This morning as I was walking Faulkner, a white rock caught my eye, embedded where it was in the red clay beside the road. There were lots of other white rocks around it, but this one needed a closer look. Faulkner was pulling on the leash, but I stooped down and extracted this nearly whole artifact from its resting place.
A wave of childhood excitement went through me. More than 30 years ago, lazy summer days were often spent searching the plowed fields after rain for these ancient clues to previous civilizations. We called them arrowheads, or spearheads if they were bigger, but I think some generally more appropriate terms are used now (points?…not sure). My younger brothers and I became skilled at finding them, quickly recognizing important contour details even if only a small part was exposed. A bit of competition developed between us about it. I remember requiring them to distance themselves from me because I could simultaneously search three rows while going at a brisk pace; I didn’t want them finding any arrowheads in my rows.
Years later, while enjoying family vacations at Edisto Beach and other coastal locations, another treasure hunt of sorts developed as we started to find sharks’ teeth. Of course, this too became a game to see who could find the most and biggest. While finding the teeth easily, I kept noticing a familiar sensation. I soon realized that the same recognition skills that applied to finding arrowheads were remanifesting themselves in the hunt for fossilized sharks’ teeth. Places in my brain that had been rather unstimulated for years were suddenly functioning quite readily.
This might seem like an obvious and rather unremarkable connection. After all, both items in question are basically triangular. Surprisingly, though, the peremeter shape of the objects is not the primary usefulness in detecting either one. There are plenty of rocks whose basic shape is triangular, but the first glance from an arrowhead hunter is enough to dismiss them. And there are very many shell fragments scattered between the surf and the dune line that are both the right shape and size of sharks’ teeth. Again, most of them never need to be picked up to determine their nature. Something else is crucial: they both share the same type of cross section.
Looking directly at the sharp end, you see the shallow opposite convex bulges, providing thickness to the “flat” sides of tooth or arrowhead. It is this signature shape that the prepared human eye notices among the fields of debris, even when not viewed end-on or edge-on. Such a surface obviously does something different with light than flat or concave or even round pieces do, and that difference defines excitement in the find.
Lately, riding down the road, my attention is regularly diverted, involuntarily, to other vehicles, sometimes five or six lanes away…vehicles on whose roofs are strapped kayaks. And I’ve sensed an odd familiarity about this diversion, like it’s been going on longer than it has. Whether they are some of the ubiquitous Perception models, or a rare appearance of a Boreal Design or Seda boat, the feeling is there, familiar and pleasing.
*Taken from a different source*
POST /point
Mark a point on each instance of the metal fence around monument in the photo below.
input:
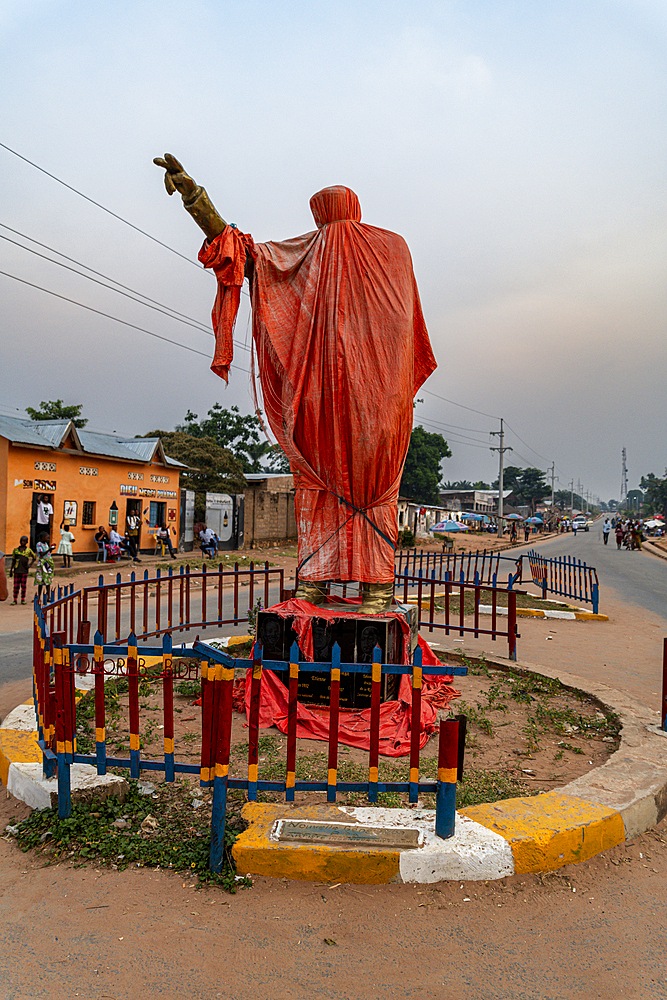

That arrowhead I found this morning told the reason why: The dirt-stained undersurface and the rain-washed upper side, the hull and deck of ancient ammunition, holding in balance the point and edge, ready to pierce prey or enemy. You ever look at a kayak directly head on? That’s the shape!…holding in balance where the paddler is and where the paddler wants to be, ready to pierce boredom, or bureaucracy, or flabbiness, or overcrowding, or finish line.